C'est manoeuvré avec tact. Il n'y a clairement pas que les Rumeurs qu'Allison maîtrise par le langage. Et je souffle avec un quart de sourire :
"Je ne crois pas qu'il soit facile de caractériser cette longueur d'onde-là. Parfois, les gens ne sont pas aussi binaires que ce qu'on croit".
Viktor sourit et reprend un raisin au chocolat.
"Vous vous définiriez comment, en essayant de faire au mieux ?"
Vraiment, je ne savais pas à quoi m'attendre en acceptant cette invitation. Mais j'aime autant tout de suite dire les choses clairement.
"On est pas en couple, si c'est que tu veux savoir".
Ce n'est pas facile de le définir, en réalité.
"On se sent un peu comme le prolongement d'une même personne.. Incomplets quand on est loin longtemps. Et j'imagine que je suis occasionnellement le 'n' de 'pan'".
"Il te parle du reste de sa vie sentimentale ?"

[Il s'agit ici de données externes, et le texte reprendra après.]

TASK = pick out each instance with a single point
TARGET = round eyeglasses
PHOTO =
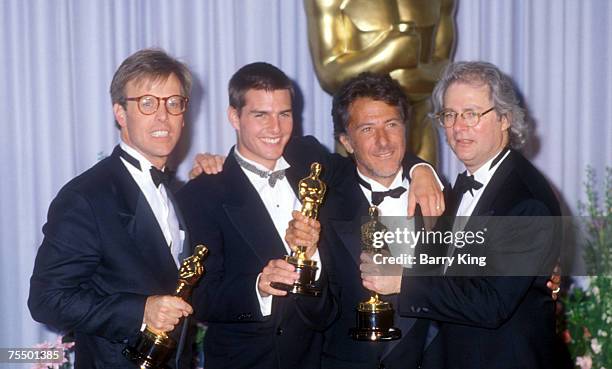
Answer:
(148, 104)
(447, 118)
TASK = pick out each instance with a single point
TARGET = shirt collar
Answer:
(145, 164)
(398, 181)
(281, 163)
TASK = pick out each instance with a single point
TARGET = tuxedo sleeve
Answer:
(61, 294)
(488, 301)
(219, 297)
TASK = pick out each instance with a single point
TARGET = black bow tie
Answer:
(465, 183)
(273, 177)
(379, 196)
(159, 176)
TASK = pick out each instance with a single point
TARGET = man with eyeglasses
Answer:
(500, 316)
(114, 238)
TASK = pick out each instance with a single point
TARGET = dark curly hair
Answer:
(375, 86)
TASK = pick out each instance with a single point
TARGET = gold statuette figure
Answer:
(311, 191)
(411, 40)
(374, 316)
(153, 348)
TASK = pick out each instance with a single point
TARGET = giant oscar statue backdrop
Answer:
(412, 40)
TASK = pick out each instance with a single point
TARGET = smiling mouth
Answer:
(269, 140)
(384, 155)
(160, 133)
(463, 141)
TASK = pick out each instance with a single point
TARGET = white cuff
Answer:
(432, 169)
(265, 303)
(317, 257)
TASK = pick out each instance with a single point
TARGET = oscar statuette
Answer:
(153, 349)
(311, 191)
(374, 316)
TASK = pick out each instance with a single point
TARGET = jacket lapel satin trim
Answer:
(141, 225)
(347, 224)
(492, 192)
(249, 216)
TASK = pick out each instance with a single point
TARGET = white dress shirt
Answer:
(158, 200)
(482, 175)
(279, 201)
(395, 210)
(389, 206)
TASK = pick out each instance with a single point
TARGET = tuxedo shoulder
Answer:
(204, 183)
(305, 146)
(533, 187)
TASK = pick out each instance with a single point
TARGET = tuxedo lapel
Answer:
(249, 216)
(187, 248)
(492, 191)
(140, 223)
(348, 219)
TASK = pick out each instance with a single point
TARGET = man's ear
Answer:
(234, 117)
(505, 118)
(346, 142)
(120, 115)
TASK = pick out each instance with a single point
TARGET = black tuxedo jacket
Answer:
(497, 321)
(225, 213)
(341, 229)
(102, 255)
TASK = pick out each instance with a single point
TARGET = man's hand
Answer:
(162, 313)
(277, 270)
(303, 231)
(554, 283)
(425, 190)
(384, 279)
(207, 163)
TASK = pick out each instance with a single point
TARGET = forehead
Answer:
(271, 98)
(464, 94)
(365, 108)
(148, 83)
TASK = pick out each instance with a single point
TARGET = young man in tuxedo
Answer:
(242, 214)
(501, 315)
(113, 239)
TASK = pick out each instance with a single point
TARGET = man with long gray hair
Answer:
(500, 315)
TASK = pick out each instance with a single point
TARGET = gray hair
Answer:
(154, 64)
(501, 90)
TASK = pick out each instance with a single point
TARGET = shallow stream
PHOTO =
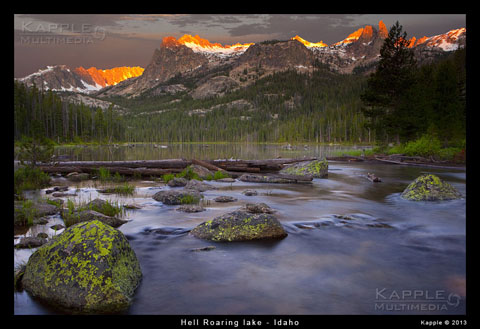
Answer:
(353, 247)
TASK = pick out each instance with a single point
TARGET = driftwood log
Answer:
(234, 167)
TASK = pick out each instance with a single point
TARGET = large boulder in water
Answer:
(240, 226)
(89, 268)
(429, 187)
(315, 168)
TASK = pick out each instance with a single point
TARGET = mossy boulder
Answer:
(430, 187)
(315, 168)
(89, 268)
(240, 226)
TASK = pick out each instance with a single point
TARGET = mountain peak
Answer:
(169, 42)
(382, 29)
(198, 44)
(310, 44)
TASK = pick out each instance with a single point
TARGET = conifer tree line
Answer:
(44, 113)
(399, 102)
(403, 100)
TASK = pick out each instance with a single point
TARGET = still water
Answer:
(198, 151)
(353, 247)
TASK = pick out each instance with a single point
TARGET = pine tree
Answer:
(388, 85)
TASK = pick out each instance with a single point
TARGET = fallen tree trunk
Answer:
(168, 166)
(207, 165)
(161, 164)
(113, 170)
(418, 164)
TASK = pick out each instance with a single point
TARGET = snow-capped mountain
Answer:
(62, 78)
(198, 58)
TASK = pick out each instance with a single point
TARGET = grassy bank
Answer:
(426, 146)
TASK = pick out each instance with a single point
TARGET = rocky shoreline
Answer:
(85, 254)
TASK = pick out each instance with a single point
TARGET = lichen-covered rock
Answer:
(178, 197)
(315, 168)
(240, 226)
(199, 186)
(225, 198)
(429, 187)
(89, 268)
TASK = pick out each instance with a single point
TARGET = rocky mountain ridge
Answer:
(213, 68)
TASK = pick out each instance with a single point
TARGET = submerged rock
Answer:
(89, 268)
(258, 208)
(90, 215)
(250, 192)
(201, 171)
(240, 226)
(225, 198)
(199, 186)
(430, 187)
(77, 177)
(191, 208)
(177, 182)
(315, 168)
(178, 197)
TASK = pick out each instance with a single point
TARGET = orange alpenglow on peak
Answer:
(310, 44)
(197, 43)
(169, 41)
(382, 29)
(351, 38)
(111, 76)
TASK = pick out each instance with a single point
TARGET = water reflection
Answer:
(198, 151)
(347, 238)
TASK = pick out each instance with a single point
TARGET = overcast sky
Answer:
(107, 41)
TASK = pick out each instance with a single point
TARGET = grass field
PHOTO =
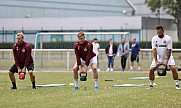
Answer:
(163, 95)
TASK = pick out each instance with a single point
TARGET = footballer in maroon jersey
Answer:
(84, 56)
(23, 59)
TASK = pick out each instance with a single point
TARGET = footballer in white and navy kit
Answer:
(162, 53)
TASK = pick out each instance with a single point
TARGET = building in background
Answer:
(32, 16)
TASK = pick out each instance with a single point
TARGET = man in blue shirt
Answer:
(135, 48)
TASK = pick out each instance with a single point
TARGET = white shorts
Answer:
(93, 60)
(170, 62)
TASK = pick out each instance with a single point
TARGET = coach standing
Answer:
(23, 59)
(84, 56)
(111, 51)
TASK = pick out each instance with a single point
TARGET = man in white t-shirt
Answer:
(96, 48)
(162, 53)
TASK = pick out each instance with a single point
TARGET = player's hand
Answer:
(19, 70)
(157, 63)
(81, 70)
(24, 70)
(165, 63)
(85, 68)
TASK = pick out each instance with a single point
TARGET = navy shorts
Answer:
(14, 69)
(134, 58)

"Oh. Oui. Trop, parfois. On a tous les deux nos propres expériences, nos crush et passages à vide. Tu sais comment c'est. On a tous les deux rencontré beaucoup d'imbéciles et passé pas mal de temps à nous plaindre de nos coups d'un soir. J'imagine qu'on a jamais croisé qui que ce soit qui en valait vraiment la peine, jusqu'ici. On n'est pas des modèles faciles, il faut dire et..."
Je ris doucement.
"On a toujours fini par se retrouver à nouveau flanqués sur le même canapé".
Allison n'est même pas surprise, mais je la sens plus ou moins heureuse d'entendre ça, sans jugement aucun. Et j'ajoute :
"En sécurité. Comme en rentrant à la maison".
Cette pensée me noue un peu l'estomac, car à l'heure actuelle, je n'ai aucune idée de l'endroit où Klaus se trouve. Mr Puddles s'étire, coussinet après coussinet, et expose son ventre duveteux en ronronnant. J'y passe ma main. J'aime bien quand les chats ont assez confiance pour qu'on fasse ça.
"À la maison", répète Allison, et je lui souris avant de terminer.
"Oui, où que ce soit".
---
Notes :
Je suis heureuse d'avoir pu donner de l'espace à Viktor, Allison et Mr Puddle.
Je n'avais pas vraiment prévu d'expliciter la relation entre Rin et Klaus (dans la mesure où c'est possible de l'expliquer), mais finalement ceci donne certaines clés utiles pour le chapitre suivant.